Nos últimos anos, sempre que fui a Berlim esperei à frente das portas de ferro pesado de todas estas prisões. Ali acompanhei a tia Ursel e a tia Christel, a tia Emmi (de solteira Delbrück, casada com o irmão Klaus) e a Maria (von Wedemeyer, noiva do irmão Dietrich), que lá iam diariamente buscar ou trazer coisas. Muitas vezes fizeram o caminho em vão, muitas vezes se sujeitaram a ser insultadas por comissários vis, mas de vez em quando encontraram também um porteiro amigável com coração humano que transmitia uma saudação, que aceitava levar ao prisioneiro algo mesmo fora do período estabelecido, e até comida, apesar da proibição.
..... E agora! A última vez que estive em Berlim foi no final de Março; tive de regressar pouco antes do 77º aniversário do avô. O tio Klaus e o tio Rüdiger ainda estavam vivos; o tio Hans deu notícias através do médico que não pareciam totalmente desesperadas; do tio Dietrich, que tinha sido raptado de Berlim pelas SS no início de Fevereiro, não se sabia. Alguém falou com o tio Dietrich no dia 5 de Abril, na zona de Passau. De lá seria levado para o campo de concentração de Flossenbürg, perto de Weiden. Porque é que ainda não regressou? ..."

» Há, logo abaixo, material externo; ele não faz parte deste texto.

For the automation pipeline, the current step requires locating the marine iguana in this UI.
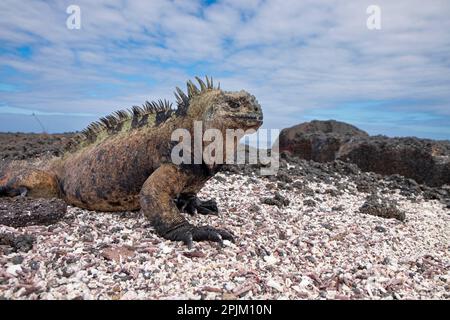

Os dois irmãos, Dietrich e Klaus, foram assassinados pelo regime nazi a 9 de Abril de 1944, menos de um mês antes do final da guerra, por ordem pessoal de Hitler. Com eles foram também assassinados os cunhados Hans von Dohnanyi e Rüdiger Schleicher. Um outro cunhado, Justus von Delbrück, seria libertado pouco antes do fim da guerra, e feito de novo prisioneiro pelo exército soviético duas semanas depois do armistício, vindo a morrer pouco depois num dos seus campos de concentração. E antes de todos eles fora já assassinado um tio da parte materna, o tenente-geral Paul von Hase, que logo após o atentado falhado a Hitler cercara a zona de ministérios de Berlim para prender os governantes.

Sobre o enorme sacrifício familiar, o pai de Dietrich Bonhoeffer escreveu a um antigo empregado em Boston:
"Pode com certeza imaginar como tudo isso nos afectou. Vivemos anos e anos com a preocupação dos que estavam presos, e dos que estavam ainda em liberdade mas em risco de serem também feitos prisioneiros. Mas como estávamos todos de acordo quanto à necessidade imperiosa de agir, e os nossos filhos sabiam o que os esperava caso o complot falhasse e estavam preparados para morrer, sentimo-nos muito tristes e ao mesmo tempo orgulhosos pela sua atitude digna. Recebemos dos nossos filhos boas recordações durante o seu tempo na prisão ... que nos comovem muito, bem como aos amigos deles ..."

O irmão mais velho, que só por milagre escapou ao radar dos nazis, viria a comentar mais tarde: "O que nos deu força foi a frente unida da família contra os nazis. Mas pagámos um preço altíssimo por isso."